Monday, June 24, 2013

A Week in Kinshasa

By the fifth rooster crow, I (Gavin) finally convinced myself to look at the clock.  5:13 AM only.  It was still dark out, yet the city was already alive and as noisy as ever.  The constant melodies of car horns, the rhythmic songs of street vendors, the repetitious chants of taxi “door men,” the base-line grumble of large trucks, and, oh yes, the Roosters were all reminders that I was waking up in a strange place.  Each city has its own symphony, Kinshasa’s runs for 18 hours a day, everyday.  The hotel that I stayed in didn’t provide mosquito nets, and despite my early morning haze, I could already feel a dozen welts on my face and arm beginning to itch and throb.  At this point, there was no going back to sleep.
The city of Kinshasa is the capitol of the Democratic Republic of the Congo and home to some seven or eight million people.  Nobody really knows the exact population because the last census was taken more than 20 years ago.  Two wars and the following economic decline of the last two decades have sent people streaming to the capitol by the hundreds of thousands.  Today the city is busting at the seams, despite the governments best efforts to keep up.  This was no more apparent than in the area of transportation.  In the short time that I had already spent in the capitol, it was clear that public transportation was a major problem.  While thousands of aging, decrepit vehicles remained in near gridlock 16 hours a day, thousand of people walked along the sides of the streets for miles on end.  If this city’s symphony it its noise, then its metronome is the multitude of pedestrians marching slowly and steadily along the road. 
I went to Kinshasa for the purpose of obtaining our resident visas, which will allow us to live here more easily and for a longer period of time.  During my weeklong stay I was unable to receive the visas, but I did have the opportunity to visit with the DS, pastors, and believers in that area.  It was amazing to watch them slip in and out of the music and movement of life here.  Although I did get the chance to venture out and see the city some on my own, I know that I would have been lost without their wisdom.  After five months I am beginning to feel truly at home in Lubumbashi, however Kinshasa was still completely foreign to me.  Being there for this short time forced me to think about trust in a new way.  So many times we say that trust must be earned.  But what about those times when you are forced to trust a stranger; forced to put your well being into someone’s hands that you don’t know?  My trip to Kinshasa was a reminder to me of all those who have helped us along the way; all of those in whom we have been forced to place our trust without first having the ability to earn it.  It has been a blessing, although it hasn’t been easy.

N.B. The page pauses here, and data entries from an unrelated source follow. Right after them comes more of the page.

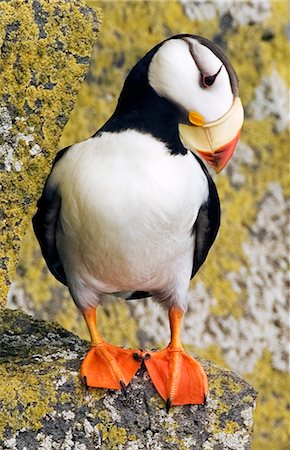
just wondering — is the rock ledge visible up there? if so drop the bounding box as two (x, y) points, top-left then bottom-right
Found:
(0, 309), (256, 450)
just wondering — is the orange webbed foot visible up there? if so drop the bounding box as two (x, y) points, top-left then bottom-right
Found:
(81, 342), (143, 390)
(143, 345), (208, 409)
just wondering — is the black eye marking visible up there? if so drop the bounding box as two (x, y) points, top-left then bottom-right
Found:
(201, 65), (223, 88)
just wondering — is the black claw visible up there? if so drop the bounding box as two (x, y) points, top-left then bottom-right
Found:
(133, 352), (143, 362)
(82, 376), (88, 390)
(204, 394), (207, 405)
(120, 380), (127, 391)
(144, 353), (151, 361)
(166, 398), (172, 413)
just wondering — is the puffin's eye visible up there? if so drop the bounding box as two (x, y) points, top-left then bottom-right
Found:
(202, 74), (216, 87)
(201, 65), (223, 88)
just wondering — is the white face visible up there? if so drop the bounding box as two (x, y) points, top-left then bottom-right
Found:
(148, 38), (234, 123)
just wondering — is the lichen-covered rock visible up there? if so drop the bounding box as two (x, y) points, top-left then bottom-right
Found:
(0, 0), (100, 305)
(0, 309), (256, 449)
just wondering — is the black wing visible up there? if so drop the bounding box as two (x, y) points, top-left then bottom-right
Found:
(33, 148), (70, 286)
(191, 170), (220, 278)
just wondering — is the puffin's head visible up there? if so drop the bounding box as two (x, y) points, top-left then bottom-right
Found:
(147, 35), (244, 173)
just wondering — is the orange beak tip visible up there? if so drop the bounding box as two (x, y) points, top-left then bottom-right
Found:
(197, 130), (241, 173)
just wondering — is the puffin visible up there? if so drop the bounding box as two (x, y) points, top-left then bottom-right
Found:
(33, 34), (243, 409)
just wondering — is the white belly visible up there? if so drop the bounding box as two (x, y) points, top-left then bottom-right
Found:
(49, 130), (209, 309)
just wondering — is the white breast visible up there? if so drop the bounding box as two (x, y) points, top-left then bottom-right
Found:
(48, 130), (209, 310)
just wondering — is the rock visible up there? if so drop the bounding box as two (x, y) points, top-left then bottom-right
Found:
(0, 0), (100, 306)
(0, 309), (257, 450)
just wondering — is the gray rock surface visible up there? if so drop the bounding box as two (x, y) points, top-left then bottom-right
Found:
(0, 309), (257, 450)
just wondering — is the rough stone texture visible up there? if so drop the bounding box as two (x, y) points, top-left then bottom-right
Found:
(0, 309), (257, 450)
(4, 0), (290, 449)
(0, 0), (100, 305)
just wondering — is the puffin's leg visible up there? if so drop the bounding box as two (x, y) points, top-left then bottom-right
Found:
(80, 307), (143, 389)
(143, 307), (208, 409)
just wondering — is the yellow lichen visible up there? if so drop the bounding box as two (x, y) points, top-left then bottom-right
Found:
(0, 363), (57, 439)
(223, 420), (240, 434)
(96, 423), (128, 449)
(59, 392), (72, 404)
(210, 370), (242, 399)
(246, 351), (290, 450)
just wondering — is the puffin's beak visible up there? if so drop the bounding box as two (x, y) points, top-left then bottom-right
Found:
(179, 97), (244, 173)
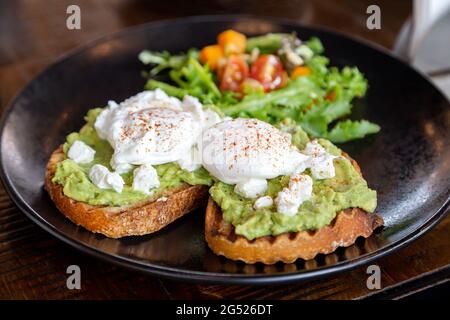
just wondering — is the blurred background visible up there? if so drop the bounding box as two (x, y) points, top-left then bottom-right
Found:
(1, 0), (449, 105)
(0, 0), (413, 104)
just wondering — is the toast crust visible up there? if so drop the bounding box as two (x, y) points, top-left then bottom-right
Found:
(205, 152), (383, 264)
(45, 146), (209, 238)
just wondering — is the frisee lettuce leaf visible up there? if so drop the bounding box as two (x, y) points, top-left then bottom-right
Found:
(144, 49), (222, 104)
(326, 120), (380, 143)
(138, 50), (186, 76)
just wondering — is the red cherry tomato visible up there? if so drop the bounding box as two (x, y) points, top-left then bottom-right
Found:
(218, 55), (249, 92)
(250, 54), (287, 91)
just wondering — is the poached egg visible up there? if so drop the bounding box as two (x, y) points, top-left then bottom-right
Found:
(202, 118), (338, 215)
(95, 89), (221, 173)
(90, 89), (221, 194)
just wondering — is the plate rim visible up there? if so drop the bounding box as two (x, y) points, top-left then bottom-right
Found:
(0, 14), (449, 285)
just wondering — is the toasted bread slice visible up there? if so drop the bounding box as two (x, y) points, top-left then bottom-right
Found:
(45, 146), (209, 238)
(205, 152), (383, 264)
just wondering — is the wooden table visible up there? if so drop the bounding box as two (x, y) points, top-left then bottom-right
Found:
(1, 0), (449, 299)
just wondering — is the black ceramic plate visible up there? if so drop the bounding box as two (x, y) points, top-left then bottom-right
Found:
(1, 16), (449, 284)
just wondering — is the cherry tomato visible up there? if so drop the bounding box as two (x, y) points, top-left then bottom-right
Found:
(217, 55), (249, 92)
(250, 54), (287, 91)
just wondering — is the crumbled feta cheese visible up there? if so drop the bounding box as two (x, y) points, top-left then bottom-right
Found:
(132, 164), (160, 194)
(234, 178), (268, 199)
(110, 158), (133, 174)
(275, 173), (312, 216)
(89, 164), (124, 193)
(254, 196), (273, 209)
(67, 140), (95, 164)
(302, 140), (338, 179)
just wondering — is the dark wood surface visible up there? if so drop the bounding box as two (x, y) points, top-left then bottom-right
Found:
(1, 0), (449, 300)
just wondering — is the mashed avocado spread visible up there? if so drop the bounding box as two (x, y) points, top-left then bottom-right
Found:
(209, 125), (377, 240)
(52, 108), (213, 206)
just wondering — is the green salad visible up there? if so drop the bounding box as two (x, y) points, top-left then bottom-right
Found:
(139, 30), (380, 143)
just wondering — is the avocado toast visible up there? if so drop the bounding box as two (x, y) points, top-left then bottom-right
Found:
(46, 90), (218, 238)
(205, 153), (383, 264)
(201, 118), (383, 264)
(45, 146), (209, 238)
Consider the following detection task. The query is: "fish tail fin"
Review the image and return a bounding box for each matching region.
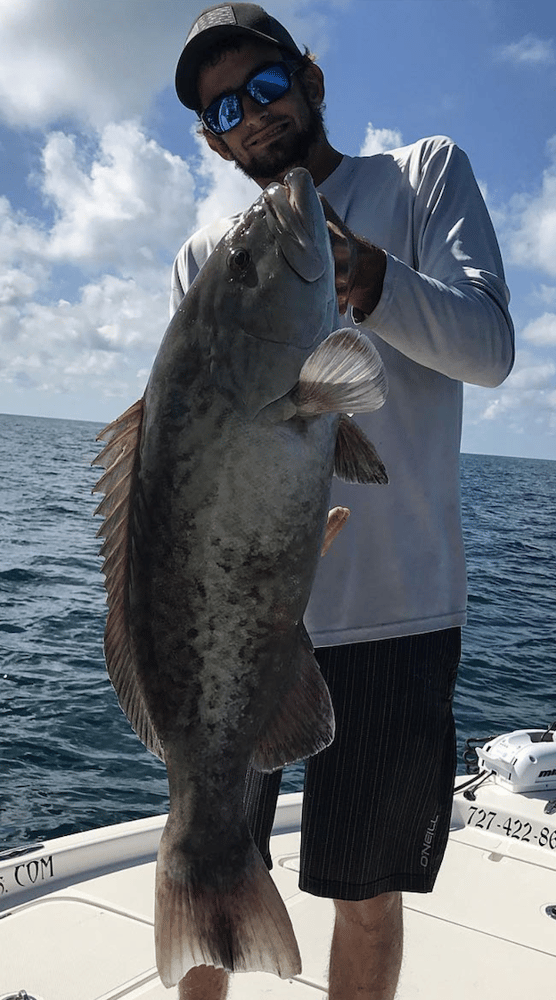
[155,826,301,987]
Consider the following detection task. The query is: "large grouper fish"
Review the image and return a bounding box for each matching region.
[92,167,388,988]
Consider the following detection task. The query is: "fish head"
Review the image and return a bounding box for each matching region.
[193,167,337,417]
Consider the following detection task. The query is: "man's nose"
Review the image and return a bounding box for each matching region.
[241,93,269,123]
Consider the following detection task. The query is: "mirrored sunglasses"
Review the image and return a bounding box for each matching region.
[200,61,300,135]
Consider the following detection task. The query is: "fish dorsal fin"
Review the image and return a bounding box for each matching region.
[251,629,335,772]
[335,414,389,485]
[92,398,164,761]
[295,328,388,415]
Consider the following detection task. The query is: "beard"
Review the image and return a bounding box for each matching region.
[231,101,325,182]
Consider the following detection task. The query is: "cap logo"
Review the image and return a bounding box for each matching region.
[186,5,237,42]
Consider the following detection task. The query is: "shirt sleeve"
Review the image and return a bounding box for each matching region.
[169,216,239,319]
[358,139,514,388]
[169,241,202,319]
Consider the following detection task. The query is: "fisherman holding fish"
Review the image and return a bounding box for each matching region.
[153,4,514,998]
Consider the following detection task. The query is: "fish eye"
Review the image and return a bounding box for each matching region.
[227,247,251,275]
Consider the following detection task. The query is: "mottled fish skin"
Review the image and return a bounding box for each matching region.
[93,168,388,988]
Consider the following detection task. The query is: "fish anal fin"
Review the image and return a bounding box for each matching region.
[335,414,389,485]
[92,397,164,761]
[295,327,388,416]
[155,828,301,987]
[251,638,335,772]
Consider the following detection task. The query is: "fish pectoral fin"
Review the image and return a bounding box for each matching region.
[295,327,388,415]
[155,824,301,986]
[92,397,164,762]
[251,637,335,772]
[334,414,389,484]
[258,395,298,424]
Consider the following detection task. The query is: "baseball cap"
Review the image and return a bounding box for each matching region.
[175,3,304,111]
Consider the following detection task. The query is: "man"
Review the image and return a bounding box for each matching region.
[170,5,514,998]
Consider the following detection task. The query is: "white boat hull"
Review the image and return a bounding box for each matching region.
[3,775,556,998]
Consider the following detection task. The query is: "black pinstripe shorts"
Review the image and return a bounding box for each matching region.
[244,628,461,900]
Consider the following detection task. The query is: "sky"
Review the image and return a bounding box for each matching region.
[1,0,556,459]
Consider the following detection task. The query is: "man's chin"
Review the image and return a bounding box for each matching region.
[233,144,303,183]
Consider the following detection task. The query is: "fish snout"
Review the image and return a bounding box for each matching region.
[283,167,320,240]
[262,168,331,283]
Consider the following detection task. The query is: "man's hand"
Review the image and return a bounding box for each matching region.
[320,196,387,318]
[321,506,350,556]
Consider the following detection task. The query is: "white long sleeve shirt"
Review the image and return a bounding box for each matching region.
[170,136,514,645]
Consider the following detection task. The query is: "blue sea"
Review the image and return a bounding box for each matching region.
[1,411,555,849]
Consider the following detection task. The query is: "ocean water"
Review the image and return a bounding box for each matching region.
[1,412,555,848]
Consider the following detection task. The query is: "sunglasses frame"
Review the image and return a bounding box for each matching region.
[199,60,301,136]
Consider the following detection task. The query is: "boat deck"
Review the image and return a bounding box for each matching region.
[3,780,556,998]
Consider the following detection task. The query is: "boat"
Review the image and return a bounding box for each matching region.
[3,727,556,998]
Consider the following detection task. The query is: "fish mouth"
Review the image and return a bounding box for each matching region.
[262,167,329,282]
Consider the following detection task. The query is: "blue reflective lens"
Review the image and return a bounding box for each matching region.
[216,95,243,132]
[201,62,296,135]
[247,64,291,105]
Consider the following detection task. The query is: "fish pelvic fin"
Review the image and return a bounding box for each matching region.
[155,826,301,987]
[334,414,389,485]
[252,633,335,772]
[321,506,350,556]
[92,399,164,762]
[295,327,388,416]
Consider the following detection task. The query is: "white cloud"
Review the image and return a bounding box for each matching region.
[42,121,197,272]
[0,267,41,306]
[537,284,556,306]
[0,119,200,410]
[0,272,168,402]
[501,356,556,393]
[0,0,207,128]
[359,123,403,158]
[522,312,556,346]
[464,351,556,435]
[0,195,49,268]
[0,113,265,414]
[497,34,555,67]
[504,136,556,278]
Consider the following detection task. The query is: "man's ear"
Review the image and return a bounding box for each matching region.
[204,129,235,162]
[302,62,325,108]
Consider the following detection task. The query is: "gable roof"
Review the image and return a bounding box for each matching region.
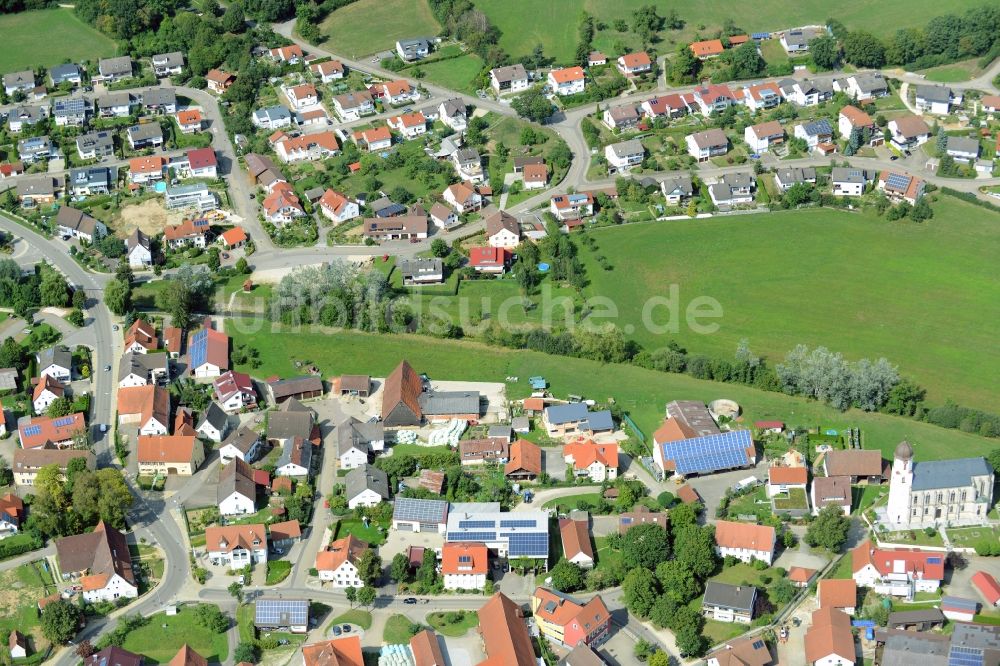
[117,384,169,427]
[690,39,725,57]
[505,439,541,476]
[86,646,143,666]
[705,636,772,666]
[409,630,445,666]
[891,115,930,138]
[18,412,86,448]
[56,521,135,588]
[767,465,807,485]
[204,524,266,553]
[441,542,488,575]
[532,587,610,631]
[559,518,594,562]
[840,105,873,127]
[219,457,256,503]
[618,52,652,68]
[345,463,389,501]
[805,607,855,663]
[851,540,945,581]
[824,450,884,477]
[137,435,198,465]
[549,66,585,83]
[819,578,857,609]
[714,520,775,553]
[301,636,363,666]
[477,592,537,666]
[168,646,206,666]
[703,581,757,612]
[382,360,423,422]
[972,571,1000,605]
[563,440,618,470]
[316,534,367,571]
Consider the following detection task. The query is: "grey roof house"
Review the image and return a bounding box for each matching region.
[3,70,34,94]
[76,130,115,159]
[127,123,164,149]
[345,463,390,507]
[152,51,185,76]
[97,56,134,80]
[50,63,83,86]
[702,582,757,623]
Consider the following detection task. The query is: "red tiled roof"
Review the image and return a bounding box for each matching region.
[129,156,166,175]
[505,439,541,476]
[840,105,873,127]
[549,67,585,83]
[619,52,652,69]
[690,39,725,57]
[714,520,775,552]
[187,147,217,170]
[220,227,247,246]
[972,571,1000,605]
[176,109,202,125]
[851,540,945,581]
[478,593,536,666]
[441,542,488,575]
[819,578,857,609]
[767,466,807,485]
[302,636,362,666]
[559,518,594,561]
[468,246,508,268]
[562,440,618,470]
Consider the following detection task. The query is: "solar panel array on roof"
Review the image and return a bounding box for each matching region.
[447,531,495,542]
[254,599,308,627]
[508,532,548,557]
[189,330,207,370]
[392,498,447,524]
[886,173,912,190]
[52,417,76,427]
[459,520,494,529]
[949,646,984,666]
[660,429,753,475]
[499,519,536,528]
[23,425,41,436]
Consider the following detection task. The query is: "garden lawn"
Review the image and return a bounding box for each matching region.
[427,610,479,637]
[319,0,440,58]
[578,199,1000,412]
[945,525,1000,549]
[471,0,986,62]
[224,322,1000,462]
[0,9,116,71]
[773,487,809,510]
[826,555,854,580]
[882,529,945,547]
[334,517,389,546]
[0,561,56,651]
[329,609,373,631]
[920,60,980,83]
[266,561,292,585]
[383,614,421,644]
[542,492,604,510]
[121,604,230,664]
[415,55,485,95]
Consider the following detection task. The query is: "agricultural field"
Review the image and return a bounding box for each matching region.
[469,0,988,63]
[0,9,117,71]
[578,197,1000,412]
[319,0,440,58]
[224,321,999,462]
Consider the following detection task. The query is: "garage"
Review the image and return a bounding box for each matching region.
[392,498,449,535]
[395,522,414,532]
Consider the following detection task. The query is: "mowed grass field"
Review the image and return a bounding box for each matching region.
[319,0,440,57]
[578,198,999,412]
[416,54,485,94]
[225,322,997,462]
[470,0,990,62]
[0,9,117,71]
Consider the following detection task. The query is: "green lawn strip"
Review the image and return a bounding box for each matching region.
[853,485,888,515]
[224,322,998,461]
[333,517,389,546]
[577,199,1000,411]
[542,492,604,510]
[328,610,373,631]
[946,525,1000,549]
[726,487,771,520]
[414,55,485,95]
[237,604,256,643]
[265,561,292,585]
[120,604,230,664]
[383,614,422,645]
[825,555,854,580]
[772,487,809,510]
[881,529,945,547]
[426,610,478,637]
[0,9,116,71]
[318,0,440,57]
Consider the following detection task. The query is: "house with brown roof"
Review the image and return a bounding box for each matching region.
[409,630,445,666]
[188,323,229,378]
[301,636,362,666]
[531,587,611,649]
[812,475,851,515]
[316,534,367,587]
[268,519,301,550]
[12,447,93,485]
[381,360,423,427]
[819,578,857,615]
[443,182,483,214]
[117,385,170,435]
[137,435,204,476]
[522,162,549,190]
[8,630,28,659]
[266,376,323,405]
[745,121,785,154]
[218,458,256,515]
[206,69,235,94]
[459,437,509,465]
[478,592,537,666]
[705,636,773,666]
[205,524,267,567]
[887,115,931,151]
[690,39,725,58]
[56,521,138,603]
[823,450,885,484]
[441,542,488,590]
[804,607,856,665]
[714,520,776,565]
[484,210,520,249]
[168,646,207,666]
[876,170,926,205]
[505,439,541,481]
[418,469,445,495]
[86,646,143,666]
[618,505,667,535]
[788,566,817,588]
[559,517,594,568]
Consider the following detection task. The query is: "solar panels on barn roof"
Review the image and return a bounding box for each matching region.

For example, I left our four passports in the hands of a man in a government building who seemed a bit shady.  Further, I had to leave our passports in Kinshasa and head back to Lubumbashi.  I am trusting a Nazarene pastor, whom I’ve known for less than a week to go back and pick them up for me.  Then, he will mail them to us in this country that has no official postal service and where shipping can be risky.  And to top it all off, another week has gone by and there is still no word.  The official countdown is nine days.   We have nine days left to legally live in the country.  But, what turns this into a blessing is that fact that when we are trusting these people (and systems), we are really trusting in God.  If our visas come, or don’t come, we will trust God to take us down the right road.  An added bonus is that when this is all over, we will be closer to our brothers and sisters in Christ, who live in Kinshasa. 
This is just one example, a very recent and desperate example nonetheless, of how we have had to put our trust in God and others throughout this journey.  But we have found that giving trust builds relationships, an important thing for foreigners in a strange land such as ourselves.  Pray for us as we continue to wait for our visas and as we continue to put our trust in those whom we have just met.  God will provide, God is faithful.